V. a. folgende Kriterien sind relevant: sachgerechte Einbeziehung der Materialien, fachsprachliche Argumentation, differenzierte Abwägung verschiedener Positionen sowie ein nachvollziehbares und begründetes Urteil.
Mit der Position kann sich wie folgt auseinandergesetzt werden:
Die Aussage, dass eine Kirche, die das Motto der Caritaskampagne „Da kann ja jeder kommen“ aktiv vertritt, ihre Strukturen und ihr Handeln verändern muss, ist grundsätzlich überzeugend.
Bereits Material 2 macht deutlich, dass die Caritas allen Menschen unabhängig von Herkunft, Alter, Krankheit oder sozialem Status helfen möchte. Niemand soll aufgrund persönlicher Merkmale ausgeschlossen werden. Dieses Verständnis entspricht dem christlichen Menschenbild, nach dem jeder Mensch die gleiche, von Gott verliehene Würde besitzt.
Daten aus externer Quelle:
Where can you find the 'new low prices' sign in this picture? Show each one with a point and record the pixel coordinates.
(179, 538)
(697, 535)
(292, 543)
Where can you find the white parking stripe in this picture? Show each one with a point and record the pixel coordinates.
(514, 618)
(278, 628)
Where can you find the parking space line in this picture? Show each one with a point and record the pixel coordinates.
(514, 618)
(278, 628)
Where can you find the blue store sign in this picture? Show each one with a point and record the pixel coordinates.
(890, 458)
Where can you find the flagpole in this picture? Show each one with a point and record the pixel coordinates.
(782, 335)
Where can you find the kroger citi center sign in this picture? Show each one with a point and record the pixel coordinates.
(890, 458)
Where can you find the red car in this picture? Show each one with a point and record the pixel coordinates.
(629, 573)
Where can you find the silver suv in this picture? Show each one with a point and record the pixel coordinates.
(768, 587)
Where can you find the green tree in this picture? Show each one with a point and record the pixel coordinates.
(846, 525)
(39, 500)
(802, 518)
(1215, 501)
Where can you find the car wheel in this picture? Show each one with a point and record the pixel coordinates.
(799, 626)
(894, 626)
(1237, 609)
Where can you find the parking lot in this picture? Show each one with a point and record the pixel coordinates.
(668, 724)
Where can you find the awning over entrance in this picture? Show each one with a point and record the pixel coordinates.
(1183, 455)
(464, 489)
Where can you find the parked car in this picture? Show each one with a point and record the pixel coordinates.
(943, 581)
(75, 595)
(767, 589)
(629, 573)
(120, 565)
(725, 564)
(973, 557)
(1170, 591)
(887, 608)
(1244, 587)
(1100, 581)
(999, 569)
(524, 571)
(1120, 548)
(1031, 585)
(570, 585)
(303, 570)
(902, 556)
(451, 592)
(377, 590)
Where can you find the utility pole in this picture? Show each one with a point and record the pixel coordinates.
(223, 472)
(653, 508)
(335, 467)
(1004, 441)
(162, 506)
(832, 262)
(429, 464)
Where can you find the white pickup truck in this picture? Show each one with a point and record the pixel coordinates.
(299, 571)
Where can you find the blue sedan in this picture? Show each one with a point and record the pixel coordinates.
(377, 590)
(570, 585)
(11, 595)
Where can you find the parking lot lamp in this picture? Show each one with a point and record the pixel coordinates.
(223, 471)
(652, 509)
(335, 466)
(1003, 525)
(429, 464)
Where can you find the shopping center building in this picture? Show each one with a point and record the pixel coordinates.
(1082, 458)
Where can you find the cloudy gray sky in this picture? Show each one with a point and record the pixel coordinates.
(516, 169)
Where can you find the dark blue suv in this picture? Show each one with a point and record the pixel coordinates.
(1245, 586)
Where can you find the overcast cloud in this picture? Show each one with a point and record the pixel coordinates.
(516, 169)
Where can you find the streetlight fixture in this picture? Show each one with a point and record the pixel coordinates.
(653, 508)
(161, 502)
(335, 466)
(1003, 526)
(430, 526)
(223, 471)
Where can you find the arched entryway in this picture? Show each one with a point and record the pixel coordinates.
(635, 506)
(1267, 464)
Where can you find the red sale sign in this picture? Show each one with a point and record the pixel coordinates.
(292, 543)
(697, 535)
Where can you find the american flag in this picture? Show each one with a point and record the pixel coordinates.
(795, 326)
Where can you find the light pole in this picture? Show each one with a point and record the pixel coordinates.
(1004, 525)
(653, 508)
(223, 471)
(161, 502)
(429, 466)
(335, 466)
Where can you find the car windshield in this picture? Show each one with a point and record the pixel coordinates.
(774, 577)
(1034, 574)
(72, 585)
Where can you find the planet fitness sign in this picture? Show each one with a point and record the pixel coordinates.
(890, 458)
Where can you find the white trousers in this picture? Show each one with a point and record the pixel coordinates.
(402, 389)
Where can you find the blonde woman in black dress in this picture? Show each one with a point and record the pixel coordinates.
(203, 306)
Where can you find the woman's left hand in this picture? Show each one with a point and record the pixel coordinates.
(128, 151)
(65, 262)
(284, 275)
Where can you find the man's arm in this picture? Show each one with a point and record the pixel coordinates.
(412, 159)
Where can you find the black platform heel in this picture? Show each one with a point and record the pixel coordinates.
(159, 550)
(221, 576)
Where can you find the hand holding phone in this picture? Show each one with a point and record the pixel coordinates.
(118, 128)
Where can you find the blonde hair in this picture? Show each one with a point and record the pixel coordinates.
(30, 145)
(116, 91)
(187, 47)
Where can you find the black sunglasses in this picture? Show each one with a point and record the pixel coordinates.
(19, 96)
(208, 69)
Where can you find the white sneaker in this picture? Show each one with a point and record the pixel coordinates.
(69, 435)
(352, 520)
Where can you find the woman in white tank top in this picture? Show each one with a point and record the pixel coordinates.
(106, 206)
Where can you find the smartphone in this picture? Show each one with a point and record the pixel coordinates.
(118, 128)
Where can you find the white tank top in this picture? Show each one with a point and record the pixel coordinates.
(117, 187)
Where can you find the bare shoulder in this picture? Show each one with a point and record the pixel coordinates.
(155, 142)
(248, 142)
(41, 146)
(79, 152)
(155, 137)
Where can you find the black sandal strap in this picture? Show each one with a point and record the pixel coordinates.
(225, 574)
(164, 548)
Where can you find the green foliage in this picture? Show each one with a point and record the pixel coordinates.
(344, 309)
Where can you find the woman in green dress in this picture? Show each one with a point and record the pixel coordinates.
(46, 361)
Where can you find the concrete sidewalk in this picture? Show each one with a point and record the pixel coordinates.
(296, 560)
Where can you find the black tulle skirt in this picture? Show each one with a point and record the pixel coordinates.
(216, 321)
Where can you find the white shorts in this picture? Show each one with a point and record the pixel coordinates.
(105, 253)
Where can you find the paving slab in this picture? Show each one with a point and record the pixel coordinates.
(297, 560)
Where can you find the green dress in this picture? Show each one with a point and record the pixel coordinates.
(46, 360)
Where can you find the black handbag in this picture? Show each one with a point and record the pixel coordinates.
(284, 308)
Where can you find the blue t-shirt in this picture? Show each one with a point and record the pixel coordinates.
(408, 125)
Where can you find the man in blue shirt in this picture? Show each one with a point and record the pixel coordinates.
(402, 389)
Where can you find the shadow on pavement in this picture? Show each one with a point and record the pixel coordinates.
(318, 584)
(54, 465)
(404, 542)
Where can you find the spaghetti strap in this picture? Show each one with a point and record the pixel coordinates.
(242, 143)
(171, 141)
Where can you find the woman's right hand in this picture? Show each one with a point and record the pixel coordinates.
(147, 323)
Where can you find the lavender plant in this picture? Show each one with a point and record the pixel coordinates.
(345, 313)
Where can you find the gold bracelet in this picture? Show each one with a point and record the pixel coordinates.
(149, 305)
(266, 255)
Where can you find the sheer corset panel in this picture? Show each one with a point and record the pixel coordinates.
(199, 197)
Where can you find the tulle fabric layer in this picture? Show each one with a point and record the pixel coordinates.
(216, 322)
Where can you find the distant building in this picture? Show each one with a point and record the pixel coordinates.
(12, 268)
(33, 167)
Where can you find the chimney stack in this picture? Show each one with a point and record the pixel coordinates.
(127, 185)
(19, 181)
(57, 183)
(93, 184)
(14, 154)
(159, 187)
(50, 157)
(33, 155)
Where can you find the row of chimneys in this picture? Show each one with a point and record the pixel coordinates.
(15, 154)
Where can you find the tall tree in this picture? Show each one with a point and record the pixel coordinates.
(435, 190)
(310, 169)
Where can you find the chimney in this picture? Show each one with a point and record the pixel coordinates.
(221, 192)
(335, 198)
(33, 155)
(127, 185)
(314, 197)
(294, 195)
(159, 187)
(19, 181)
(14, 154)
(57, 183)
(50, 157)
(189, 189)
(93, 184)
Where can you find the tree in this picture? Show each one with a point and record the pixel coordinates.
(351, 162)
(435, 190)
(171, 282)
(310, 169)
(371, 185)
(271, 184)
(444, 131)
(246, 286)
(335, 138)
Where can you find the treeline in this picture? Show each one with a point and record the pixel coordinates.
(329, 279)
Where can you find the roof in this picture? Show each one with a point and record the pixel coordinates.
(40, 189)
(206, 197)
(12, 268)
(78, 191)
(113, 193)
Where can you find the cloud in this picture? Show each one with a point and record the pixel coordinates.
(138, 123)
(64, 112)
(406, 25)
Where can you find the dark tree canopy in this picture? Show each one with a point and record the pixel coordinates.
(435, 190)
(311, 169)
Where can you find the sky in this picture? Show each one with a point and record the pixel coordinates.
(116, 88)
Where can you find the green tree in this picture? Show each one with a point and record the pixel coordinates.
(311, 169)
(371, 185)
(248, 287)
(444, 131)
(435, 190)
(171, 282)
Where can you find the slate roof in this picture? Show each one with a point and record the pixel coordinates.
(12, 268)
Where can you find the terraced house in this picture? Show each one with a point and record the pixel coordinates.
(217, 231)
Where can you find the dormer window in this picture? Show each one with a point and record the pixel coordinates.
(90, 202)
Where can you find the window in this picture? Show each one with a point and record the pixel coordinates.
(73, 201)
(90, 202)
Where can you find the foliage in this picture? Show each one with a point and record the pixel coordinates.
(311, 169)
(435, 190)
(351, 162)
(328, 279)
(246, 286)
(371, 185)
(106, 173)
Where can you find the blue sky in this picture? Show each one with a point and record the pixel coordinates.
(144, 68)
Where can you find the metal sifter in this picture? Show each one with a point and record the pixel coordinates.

Auch Material 1 unterstützt diese Position. Wolfgang Beck beschreibt eine Kirche, die sich nicht von der Gesellschaft abgrenzt, sondern als Teil der Gesellschaft versteht. Sie soll den Dialog mit Menschen suchen, gesellschaftliche Verantwortung übernehmen und sich gemeinsam mit anderen Institutionen für bessere Lebensbedingungen einsetzen. Eine Kirche, die Menschen erreichen möchte, muss deshalb offen auf unterschiedliche Lebenswirklichkeiten eingehen und sich gesellschaftlichen Veränderungen stellen.
Daraus ergeben sich konkrete Veränderungen für die Kirche. Sie muss ihre Angebote möglichst barrierefrei gestalten, damit Menschen unabhängig von Alter oder Behinderung teilnehmen können. Ebenso sollte sie Menschen verschiedener sozialer, kultureller oder religiöser Hintergründe respektvoll begegnen und ihnen offen begegnen.
Darüber hinaus muss sich die Kirche verstärkt für soziale Gerechtigkeit einsetzen. Dazu gehören beispielsweise die Unterstützung von Bedürftigen, die Begleitung Geflüchteter, der Einsatz gegen Armut sowie Hilfsangebote für einsame oder ausgegrenzte Menschen. Dadurch wird die Botschaft Jesu von der Nächstenliebe praktisch umgesetzt.
Allerdings darf Offenheit nicht bedeuten, dass die Kirche ihre eigene Identität aufgibt. Auch Wolfgang Beck weist darauf hin, dass eine zu starke Anpassung an gesellschaftliche Entwicklungen die Gefahr birgt, dass die Kirche ihre Orientierung verliert. Deshalb muss sie ihre christlichen Grundüberzeugungen bewahren und gleichzeitig offen für den Dialog bleiben.
Eine Veränderung der Strukturen bedeutet daher nicht, den Glauben aufzugeben, sondern Wege zu finden, die christliche Botschaft unter heutigen gesellschaftlichen Bedingungen glaubwürdig zu leben. Offenheit und Identität schließen sich nicht aus, sondern ergänzen sich.
Insgesamt ist der Aussage zuzustimmen. Eine Kirche, die glaubwürdig sagen möchte „Da kann ja jeder kommen“, muss ihre Strukturen und ihr Handeln immer wieder überprüfen und an den Bedürfnissen der Menschen ausrichten. Gleichzeitig muss sie ihre christliche Identität bewahren und ihre Entscheidungen am Evangelium orientieren. Nur so kann sie ihrem Auftrag gerecht werden, allen Menschen Gottes Liebe und Nächstenliebe erfahrbar zu machen.